It should be noted that, oxygenant, promotor being realize low temperature phosphor conditio sune qua non, its solution acidity, oxygenant, catalyzer are the important factors affecting phosphatization speed, conclusive effect is played to phosphatization quality, the concentration low then phosphatization speed of oxygenant, promotor is slow, too low then not film forming, otherwise excessive concentration, phosphatization speed is fast, there will be reaction process too fast, not easily form the situations such as suitable thickness, therefore the formation of above-mentioned allocation ratio needs could finally determine through creationary consideration with through verification experimental verification.The total acidity TA of Phosphating Solution is 50-90 point, in the scope of acidity ratio (TA/FA) for 5-15 point.

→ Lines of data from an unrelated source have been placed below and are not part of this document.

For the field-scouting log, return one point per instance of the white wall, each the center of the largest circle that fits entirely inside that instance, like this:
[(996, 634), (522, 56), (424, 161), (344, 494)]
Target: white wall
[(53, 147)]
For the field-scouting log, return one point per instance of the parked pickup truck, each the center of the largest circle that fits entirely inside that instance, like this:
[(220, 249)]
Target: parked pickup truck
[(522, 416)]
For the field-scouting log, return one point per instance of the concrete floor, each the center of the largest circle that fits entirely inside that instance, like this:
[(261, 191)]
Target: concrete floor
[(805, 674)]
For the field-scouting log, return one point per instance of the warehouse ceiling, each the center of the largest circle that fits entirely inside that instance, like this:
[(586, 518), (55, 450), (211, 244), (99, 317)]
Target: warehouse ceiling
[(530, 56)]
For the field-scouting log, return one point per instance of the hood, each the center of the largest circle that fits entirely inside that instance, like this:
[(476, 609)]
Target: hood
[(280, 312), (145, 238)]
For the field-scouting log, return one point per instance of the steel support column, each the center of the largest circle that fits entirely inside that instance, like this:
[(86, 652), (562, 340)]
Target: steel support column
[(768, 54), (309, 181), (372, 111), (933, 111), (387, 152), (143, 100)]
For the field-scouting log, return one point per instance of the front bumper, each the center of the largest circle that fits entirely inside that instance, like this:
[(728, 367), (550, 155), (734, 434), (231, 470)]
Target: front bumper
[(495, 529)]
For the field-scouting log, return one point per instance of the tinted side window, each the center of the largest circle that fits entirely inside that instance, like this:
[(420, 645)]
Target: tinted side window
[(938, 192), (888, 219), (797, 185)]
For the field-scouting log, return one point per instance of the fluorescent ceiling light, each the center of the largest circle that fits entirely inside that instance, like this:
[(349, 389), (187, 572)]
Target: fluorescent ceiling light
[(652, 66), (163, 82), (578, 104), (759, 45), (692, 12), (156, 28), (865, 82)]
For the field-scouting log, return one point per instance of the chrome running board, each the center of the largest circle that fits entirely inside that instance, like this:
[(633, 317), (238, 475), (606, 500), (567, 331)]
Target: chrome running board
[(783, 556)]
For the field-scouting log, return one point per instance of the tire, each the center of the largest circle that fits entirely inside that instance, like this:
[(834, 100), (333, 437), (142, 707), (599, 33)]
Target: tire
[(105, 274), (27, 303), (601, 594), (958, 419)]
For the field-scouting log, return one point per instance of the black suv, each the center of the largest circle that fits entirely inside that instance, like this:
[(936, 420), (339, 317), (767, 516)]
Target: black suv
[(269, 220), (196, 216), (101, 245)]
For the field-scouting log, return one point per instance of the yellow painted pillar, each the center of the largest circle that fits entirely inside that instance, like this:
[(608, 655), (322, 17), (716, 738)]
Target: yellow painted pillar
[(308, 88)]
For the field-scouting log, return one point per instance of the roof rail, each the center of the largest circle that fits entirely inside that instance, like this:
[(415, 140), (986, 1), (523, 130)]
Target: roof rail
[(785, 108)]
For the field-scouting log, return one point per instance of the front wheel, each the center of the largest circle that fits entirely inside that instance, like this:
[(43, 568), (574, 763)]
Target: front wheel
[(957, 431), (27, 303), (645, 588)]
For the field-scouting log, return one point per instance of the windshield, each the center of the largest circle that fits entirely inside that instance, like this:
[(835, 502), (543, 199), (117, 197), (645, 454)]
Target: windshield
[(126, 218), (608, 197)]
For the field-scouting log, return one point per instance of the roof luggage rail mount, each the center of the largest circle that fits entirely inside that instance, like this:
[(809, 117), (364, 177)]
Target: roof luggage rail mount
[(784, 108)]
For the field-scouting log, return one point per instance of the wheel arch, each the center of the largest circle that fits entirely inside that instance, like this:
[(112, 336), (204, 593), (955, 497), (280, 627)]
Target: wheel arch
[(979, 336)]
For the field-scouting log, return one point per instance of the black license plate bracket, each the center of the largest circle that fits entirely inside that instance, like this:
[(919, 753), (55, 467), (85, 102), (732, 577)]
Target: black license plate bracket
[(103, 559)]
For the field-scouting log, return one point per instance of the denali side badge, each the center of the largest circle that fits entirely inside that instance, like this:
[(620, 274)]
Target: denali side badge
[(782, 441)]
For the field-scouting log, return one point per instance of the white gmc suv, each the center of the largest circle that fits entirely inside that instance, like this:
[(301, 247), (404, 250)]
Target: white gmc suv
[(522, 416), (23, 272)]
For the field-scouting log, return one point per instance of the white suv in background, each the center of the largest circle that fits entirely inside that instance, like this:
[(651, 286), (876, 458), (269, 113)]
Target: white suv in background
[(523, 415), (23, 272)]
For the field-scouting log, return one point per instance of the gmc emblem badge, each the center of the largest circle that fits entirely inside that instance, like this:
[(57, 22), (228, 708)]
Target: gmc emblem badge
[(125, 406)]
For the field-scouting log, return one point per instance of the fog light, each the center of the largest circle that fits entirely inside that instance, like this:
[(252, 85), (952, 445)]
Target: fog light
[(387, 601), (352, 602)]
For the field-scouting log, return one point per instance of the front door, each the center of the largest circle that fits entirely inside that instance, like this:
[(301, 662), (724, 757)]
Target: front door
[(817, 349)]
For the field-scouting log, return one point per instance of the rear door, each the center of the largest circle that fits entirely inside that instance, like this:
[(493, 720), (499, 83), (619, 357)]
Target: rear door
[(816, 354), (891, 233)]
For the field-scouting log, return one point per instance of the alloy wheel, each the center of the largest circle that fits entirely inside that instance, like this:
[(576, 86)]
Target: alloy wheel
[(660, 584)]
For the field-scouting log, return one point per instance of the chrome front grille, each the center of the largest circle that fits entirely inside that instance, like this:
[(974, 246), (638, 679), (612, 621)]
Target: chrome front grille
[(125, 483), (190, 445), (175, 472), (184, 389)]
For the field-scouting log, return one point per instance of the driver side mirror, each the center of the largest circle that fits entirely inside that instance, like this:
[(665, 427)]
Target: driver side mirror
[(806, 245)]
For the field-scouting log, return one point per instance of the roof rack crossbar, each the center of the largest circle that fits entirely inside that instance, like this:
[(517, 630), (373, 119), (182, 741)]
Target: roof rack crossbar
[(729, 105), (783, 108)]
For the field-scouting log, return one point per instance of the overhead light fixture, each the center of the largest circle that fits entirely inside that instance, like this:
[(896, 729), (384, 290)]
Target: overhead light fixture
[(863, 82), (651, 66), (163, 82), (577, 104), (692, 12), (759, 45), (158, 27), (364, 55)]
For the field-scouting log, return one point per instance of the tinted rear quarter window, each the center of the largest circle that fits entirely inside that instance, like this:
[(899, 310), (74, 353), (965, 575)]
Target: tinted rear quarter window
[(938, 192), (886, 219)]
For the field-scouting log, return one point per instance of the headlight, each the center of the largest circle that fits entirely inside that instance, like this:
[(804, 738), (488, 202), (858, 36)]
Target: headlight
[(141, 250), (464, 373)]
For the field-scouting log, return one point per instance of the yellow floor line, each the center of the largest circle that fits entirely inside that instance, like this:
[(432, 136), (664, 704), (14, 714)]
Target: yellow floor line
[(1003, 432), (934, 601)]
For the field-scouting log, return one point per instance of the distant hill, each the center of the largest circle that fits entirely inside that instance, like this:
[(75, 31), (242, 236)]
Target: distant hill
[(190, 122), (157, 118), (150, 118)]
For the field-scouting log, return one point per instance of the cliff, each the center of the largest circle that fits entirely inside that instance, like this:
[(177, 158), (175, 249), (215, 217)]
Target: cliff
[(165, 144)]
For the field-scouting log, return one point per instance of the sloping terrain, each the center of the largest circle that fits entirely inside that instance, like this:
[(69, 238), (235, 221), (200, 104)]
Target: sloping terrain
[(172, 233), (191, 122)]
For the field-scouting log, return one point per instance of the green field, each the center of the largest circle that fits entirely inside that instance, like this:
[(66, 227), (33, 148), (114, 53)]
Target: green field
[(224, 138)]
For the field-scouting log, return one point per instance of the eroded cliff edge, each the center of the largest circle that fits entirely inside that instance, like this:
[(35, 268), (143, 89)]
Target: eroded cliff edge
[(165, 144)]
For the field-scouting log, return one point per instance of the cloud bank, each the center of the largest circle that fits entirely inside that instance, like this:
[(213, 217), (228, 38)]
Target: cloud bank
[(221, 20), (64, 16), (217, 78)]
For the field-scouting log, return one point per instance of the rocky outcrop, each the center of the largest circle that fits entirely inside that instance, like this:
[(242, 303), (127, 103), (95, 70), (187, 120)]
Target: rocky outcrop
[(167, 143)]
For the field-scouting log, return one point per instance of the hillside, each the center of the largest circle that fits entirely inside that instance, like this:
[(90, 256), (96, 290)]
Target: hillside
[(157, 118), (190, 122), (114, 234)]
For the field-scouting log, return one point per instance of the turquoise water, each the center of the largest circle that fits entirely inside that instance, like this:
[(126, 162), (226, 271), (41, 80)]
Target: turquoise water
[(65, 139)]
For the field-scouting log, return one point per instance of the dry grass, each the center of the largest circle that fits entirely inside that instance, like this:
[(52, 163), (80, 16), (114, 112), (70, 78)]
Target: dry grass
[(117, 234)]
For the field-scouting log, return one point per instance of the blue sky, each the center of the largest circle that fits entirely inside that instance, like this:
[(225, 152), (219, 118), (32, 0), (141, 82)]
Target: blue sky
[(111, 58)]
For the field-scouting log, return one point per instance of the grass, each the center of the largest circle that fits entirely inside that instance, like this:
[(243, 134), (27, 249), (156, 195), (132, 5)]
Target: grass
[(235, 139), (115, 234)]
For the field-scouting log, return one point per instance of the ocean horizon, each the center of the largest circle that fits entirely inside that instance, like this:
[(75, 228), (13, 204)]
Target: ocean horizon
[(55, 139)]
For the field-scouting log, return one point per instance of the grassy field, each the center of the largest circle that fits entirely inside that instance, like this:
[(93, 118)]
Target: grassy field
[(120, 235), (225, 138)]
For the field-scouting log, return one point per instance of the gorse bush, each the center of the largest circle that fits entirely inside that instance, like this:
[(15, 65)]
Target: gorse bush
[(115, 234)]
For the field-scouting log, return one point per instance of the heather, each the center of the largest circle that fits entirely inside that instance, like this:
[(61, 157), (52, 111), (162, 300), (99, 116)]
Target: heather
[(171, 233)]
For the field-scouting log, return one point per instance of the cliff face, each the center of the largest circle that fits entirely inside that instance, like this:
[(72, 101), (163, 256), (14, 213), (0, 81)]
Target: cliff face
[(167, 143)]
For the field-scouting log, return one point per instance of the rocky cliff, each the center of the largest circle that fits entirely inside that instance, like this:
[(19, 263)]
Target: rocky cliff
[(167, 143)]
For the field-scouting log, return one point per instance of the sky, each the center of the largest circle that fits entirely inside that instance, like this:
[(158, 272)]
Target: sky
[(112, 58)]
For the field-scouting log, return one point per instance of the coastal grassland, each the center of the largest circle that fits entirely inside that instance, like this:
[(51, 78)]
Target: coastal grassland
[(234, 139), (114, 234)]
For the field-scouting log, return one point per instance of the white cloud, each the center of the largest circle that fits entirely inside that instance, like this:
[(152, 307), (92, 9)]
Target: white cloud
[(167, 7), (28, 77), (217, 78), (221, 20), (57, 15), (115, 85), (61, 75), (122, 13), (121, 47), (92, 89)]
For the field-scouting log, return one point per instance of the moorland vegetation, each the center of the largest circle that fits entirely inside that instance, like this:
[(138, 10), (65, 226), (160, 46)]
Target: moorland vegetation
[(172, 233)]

Provide following examples and correlation data to prove the technique effect of the application
Embodiment 1
The raw material composition of described Phosphating Solution is by weight: primary zinc phosphate 100 parts, 25 parts, zinc oxide, phosphoric acid nitric acid mixed solution 30 parts, 15 parts, nitrocalcite, manganous carbonate 2 parts, Sodium Silicofluoride 2 parts, oxammonium sulfate 4 parts, triazole compounds 4 parts, Trisodium Citrate 2 parts, polyphosphoric acid salt 10 parts, Sodium Fluoride 2 parts, ammonium peroxydisulfate 2 parts, Sodium orthomolybdate 5 parts, vulkacit H 1 part, ring Trisodium trimetaphosphate 3 parts, single nickel salt 2 parts.
Its preparation method is: first dissolved completely by 25 parts, zinc oxide by suitable quantity of water in acid-resistant container or Phosphating Slot, add phosphoric acid nitric acid mixed solution 30 parts after abundant stirring again to continue to stir, be heated to 100-120 DEG C of insulation fully react for 2 hours, primary zinc phosphate 100 parts is added after fully reacting, 15 parts, nitrocalcite, manganous carbonate 2 parts, Sodium Silicofluoride 2 parts, oxammonium sulfate 4 parts, triazole compounds 4 parts, Sodium Fluoride 2 parts, ammonium peroxydisulfate 2 parts, Sodium orthomolybdate 5 parts, vulkacit H 1 part, ring Trisodium trimetaphosphate 3 parts, single nickel salt 2 parts stirs, finally add polyphosphoric acid salt 10 parts, Trisodium Citrate 2 parts, and then add suitable quantity of water carry out pH value adjustment stir after.
Embodiment 2
The raw material composition of described Phosphating Solution is by weight: primary zinc phosphate 100 parts, 25 parts, zinc oxide, phosphoric acid nitric acid mixed solution 40 parts, 20 parts, nitrocalcite, manganous carbonate 2 parts, Sodium Silicofluoride 3.5 parts, oxammonium sulfate 4 parts, triazole compounds 4 parts, Trisodium Citrate 2 parts, polyphosphoric acid salt 10 parts, Sodium Fluoride 3 parts, ammonium peroxydisulfate 2 parts, Sodium orthomolybdate 5 parts, vulkacit H 1 part, ring Trisodium trimetaphosphate 3 parts, single nickel salt 2 parts, can find out, compared to embodiment 1, add activator component configuration.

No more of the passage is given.